Until recently, Russian art was defined by the binary opposition between the official and unofficial. In the former USSR, the official Artists Union monopolised representation. Its members were obliged to create imagery which, in the tradition of socialist realism, was dictated by state ideology and could serve as political propaganda. Other artists had no place in Soviet culture. There were no alternative academies, galleries, collectors or magazines to support their work. They had to form their own groups of friends and independent intellectual communities, meeting in private 'Rooms' outside the supervision of the state. For them, being an artist was an attitude to life, and the only way to create a personal existence outside official society.

Since the advent of 'Perestroika' at the end of the 80s, Russian artists have been free to leave their country and to connect to the Western tradition of art, from which they had been completely cut off. Like so many young Russian artists, Andrei Roiter travelled abroad. He stayed and worked in Brussels, Rome, Cologne and San Francisco, eventually coming to live, alternately, in New York and Amsterdam. For him, being an artist has become a nomadic way of life. Roiter has deliberately chosen not to be an immigrant, but a migrant, a tourist. Switching from one place to another, he avoids settling down. In being a permanent stranger, he attempts to escape any fixed identity. Roiter's urge to keep moving is a response to the need for self-reflection following the disruption of Soviet culture. It is meant as a comment on a specific inertia. His wanderlust is rooted in a local situation of 'post-official' art, and therefore should not be confused with the nomadic condition that has been described as the essence of postmodernism in the West.

Roiter's oeuvre is an index of what he calls his 'tourism'. The way he installed his work at the gallery was as if he had temporarily pitched camp in the space. A knapsack, filled only with paper chains, dangles from some branches. Entitled My Journey (all works 1995), it celebrates travelling as a liberating experience of weightlessness. Working with driftwood and found materials, the camper put together furniture - such as a little desk with books, to which he gave new titles. He also built a small one-person cabin with a peep-hole, which could serve as a mobile home, but also provide him with a vantage point from which the world could be viewed in safety. The portable cabin indicates that being a tourist also implies being a spectator: Roiter prefers to keep his distance.

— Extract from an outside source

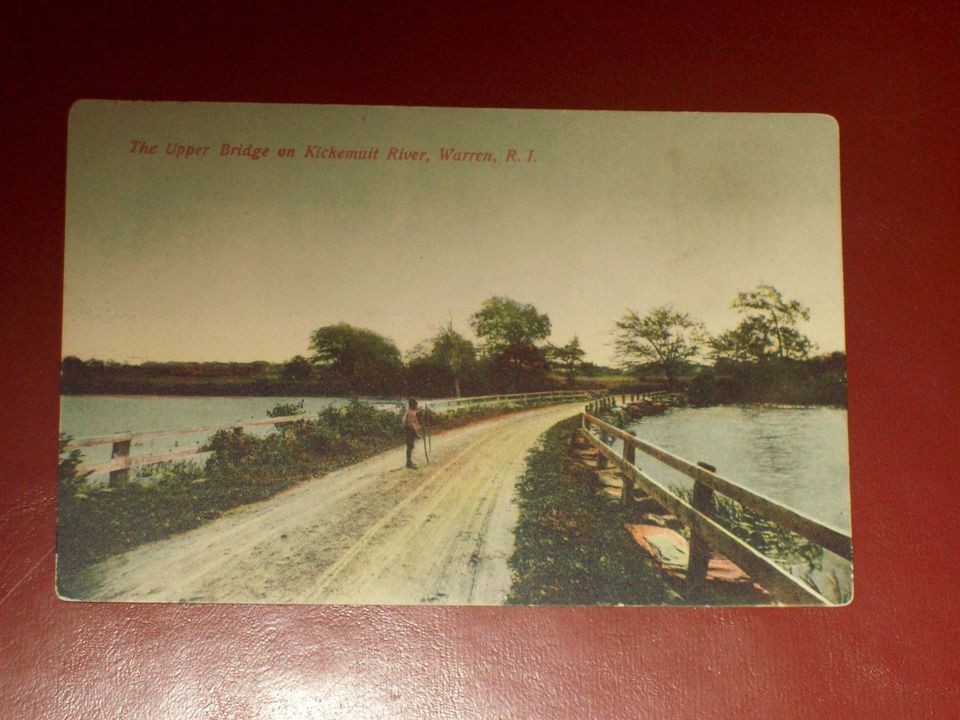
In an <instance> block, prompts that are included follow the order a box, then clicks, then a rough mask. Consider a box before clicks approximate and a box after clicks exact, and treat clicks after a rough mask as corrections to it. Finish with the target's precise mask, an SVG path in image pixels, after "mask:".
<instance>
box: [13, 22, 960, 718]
mask: <svg viewBox="0 0 960 720" xmlns="http://www.w3.org/2000/svg"><path fill="white" fill-rule="evenodd" d="M21 5H22V6H26V9H21V8H18V9H16V10H9V9H7V10H5V12H4V15H5V18H6V23H5V31H4V35H5V36H6V37H5V38H4V41H3V50H2V52H3V55H4V60H3V73H2V80H0V82H2V86H3V101H2V102H3V121H2V128H3V130H2V136H0V148H2V155H0V162H2V177H3V182H2V187H3V196H4V199H3V203H2V206H0V213H2V234H0V237H2V242H3V262H2V263H0V273H2V283H0V294H2V302H3V306H2V307H3V311H2V313H0V331H2V334H0V337H2V348H3V350H2V367H0V385H2V388H3V394H2V398H3V402H2V409H0V422H2V428H0V443H2V464H0V473H2V481H0V538H2V540H0V542H2V553H0V694H2V697H0V717H2V718H83V719H84V720H94V719H96V718H124V719H127V718H136V719H140V718H190V719H194V718H196V719H204V720H206V719H214V718H243V719H245V718H324V717H346V718H366V717H411V718H420V717H423V718H433V717H450V718H534V717H537V718H539V717H563V718H566V717H571V718H572V717H578V718H579V717H585V718H586V717H593V718H627V717H644V718H688V717H689V718H693V717H696V718H733V717H736V718H753V717H764V718H766V717H777V718H804V719H809V718H875V717H883V718H949V717H955V712H956V706H957V705H958V690H957V688H958V686H960V673H958V666H960V665H958V661H957V651H956V627H957V623H958V620H960V618H958V604H960V601H958V592H957V583H956V565H955V561H956V558H957V553H956V546H957V539H956V533H957V531H958V516H957V510H956V505H957V501H958V499H960V491H958V489H957V488H958V485H957V473H956V469H955V459H956V456H955V448H956V437H957V434H958V422H957V407H958V404H957V399H958V398H957V372H956V368H957V365H958V362H957V358H958V354H960V347H958V344H960V343H958V333H957V329H956V321H957V317H958V310H960V302H958V288H957V278H958V270H960V263H958V253H957V251H956V243H957V234H958V228H960V213H958V207H960V203H958V202H957V200H958V198H960V188H958V172H957V160H958V158H960V147H958V141H957V132H958V127H960V123H958V119H960V118H958V113H957V101H958V100H957V99H958V96H957V87H958V86H960V85H958V80H960V78H958V71H957V68H958V66H960V63H958V60H960V57H958V52H957V50H958V40H957V38H958V37H960V17H958V14H957V12H956V11H955V10H953V9H951V8H948V6H947V5H946V4H944V5H943V6H942V7H937V6H936V5H933V4H923V5H922V6H920V7H913V4H912V3H898V4H892V3H891V4H876V3H870V4H867V3H863V4H857V5H852V4H848V3H836V4H835V5H836V6H837V7H833V6H832V5H822V6H809V5H808V4H806V3H788V4H785V5H783V6H781V7H766V8H765V9H762V10H761V9H760V7H759V6H758V7H749V6H746V5H744V6H739V5H737V4H724V5H723V6H722V7H720V6H719V4H718V7H714V8H704V7H698V6H684V5H678V4H676V3H662V4H661V3H657V4H651V6H650V7H633V8H630V9H625V10H622V11H621V12H619V13H617V14H616V16H614V15H613V14H612V13H611V14H607V13H602V12H600V11H598V10H596V9H590V10H579V9H575V8H570V7H566V8H564V9H563V11H560V12H558V11H550V12H545V11H543V10H540V11H536V12H534V11H529V12H528V11H527V10H525V9H524V8H522V7H515V8H513V9H512V10H511V11H509V12H506V11H504V12H493V11H487V12H486V13H484V14H483V15H482V16H477V17H473V18H467V17H465V16H460V15H456V14H454V13H453V10H452V9H450V8H452V7H453V6H450V8H447V9H444V8H443V7H441V8H438V9H434V10H433V11H432V12H430V13H429V14H427V13H418V12H415V11H413V10H411V9H405V10H401V9H392V10H390V9H383V8H377V7H374V6H368V7H357V6H352V9H349V10H338V11H334V10H330V9H324V8H316V9H314V10H311V11H309V12H305V11H298V12H291V11H289V10H288V9H283V8H280V7H278V6H277V5H276V4H265V5H263V6H260V7H258V8H257V9H255V10H250V9H248V6H247V5H246V4H241V3H230V4H227V3H216V4H203V5H201V4H194V6H193V7H192V8H188V9H183V8H181V9H174V8H172V7H168V6H167V5H160V4H157V5H149V4H147V5H144V4H142V3H137V4H130V7H114V8H110V9H106V8H101V9H94V8H90V7H88V8H84V9H82V10H81V9H73V10H58V11H56V12H53V11H50V12H48V13H46V14H42V13H40V12H39V11H38V10H36V9H35V8H34V5H35V3H26V4H21ZM241 6H242V7H241ZM81 97H103V98H132V99H172V100H184V99H198V100H243V101H281V102H293V101H295V102H349V103H376V104H428V105H466V106H494V107H496V106H503V107H550V108H610V109H638V110H640V109H642V110H658V109H663V110H714V111H784V112H799V111H802V112H810V111H816V112H825V113H830V114H832V115H834V116H835V117H836V118H837V119H838V121H839V123H840V129H841V152H842V172H843V221H844V238H845V249H844V263H845V271H846V293H847V332H848V335H847V349H848V354H849V379H850V385H849V406H850V416H849V418H850V443H851V468H852V482H853V487H852V496H853V523H854V547H855V570H856V598H855V600H854V602H853V604H852V605H851V606H849V607H846V608H842V609H828V610H814V609H808V610H803V609H716V610H710V609H673V610H665V609H564V608H493V609H477V608H463V609H457V608H453V609H451V608H431V607H412V608H391V607H277V606H261V607H253V606H251V607H239V606H186V607H176V606H159V605H124V604H119V605H97V604H69V603H64V602H61V601H60V600H58V599H57V598H56V597H55V595H54V593H53V558H54V555H53V542H54V523H55V508H54V500H53V496H54V491H55V480H54V478H55V469H56V459H55V458H56V437H57V424H58V397H57V392H58V369H59V332H60V303H61V281H62V272H61V263H62V252H63V245H62V242H63V215H64V207H63V203H64V201H63V198H64V157H65V140H66V138H65V134H66V120H67V110H68V108H69V106H70V104H71V102H72V101H74V100H75V99H77V98H81ZM615 271H616V268H611V272H615Z"/></svg>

The notebook, diary and camera, recurrent motives in Roiter's oeuvre, are attributes of a tourist too. This small exhibition is full of notebooks, but the viewer has no access to their content - they are closed, or consist of just a cover. Presented as private documents, the titles of these works, My Notebook or Self, for example, refer to the necessity of being able to form an individual identity and to write a personal history, as opposed to the collective identity and official history which Soviet censorship imposed. Roiter therefore refrains from filling the notebooks, and has left the labels on the covers blank. The only book that can be looked into is an artist's book in which Roiter has included, in addition to his pictures, blank pages for the readers to make their own notes. Just as the camera, the notebook or diary represent communication and all its associations with the censorship and propaganda of Roiter's past, these are now used as symbols of freedom of expression. Labouring an abstract concept, the notebook, however, runs the risk of becoming an empty sign.

Roiter's desire for dislocation follows on from his utopian hopes for the possibility of permanent change and self-transformation. My Revolution Self is written on a sign, placed in the centre of exhibition. Roiter's proclaimed chameleon-like attitude, however, is in conflict with the works that he produces. His imagery is based on a consistent vocabulary that is relatively easy to identify. Though Roiter's tourism-as-a-way-of-life functions as a significant critique of the communist system of art, he has apparently not been interested in maintaining a critical distance from the capitalist system, into which his works have slotted perfectly. It seems difficult to reconcile the role of 'tourist' with the fact that Roiter was amongst the very first Russian artists to become commercially successful in the Western art market.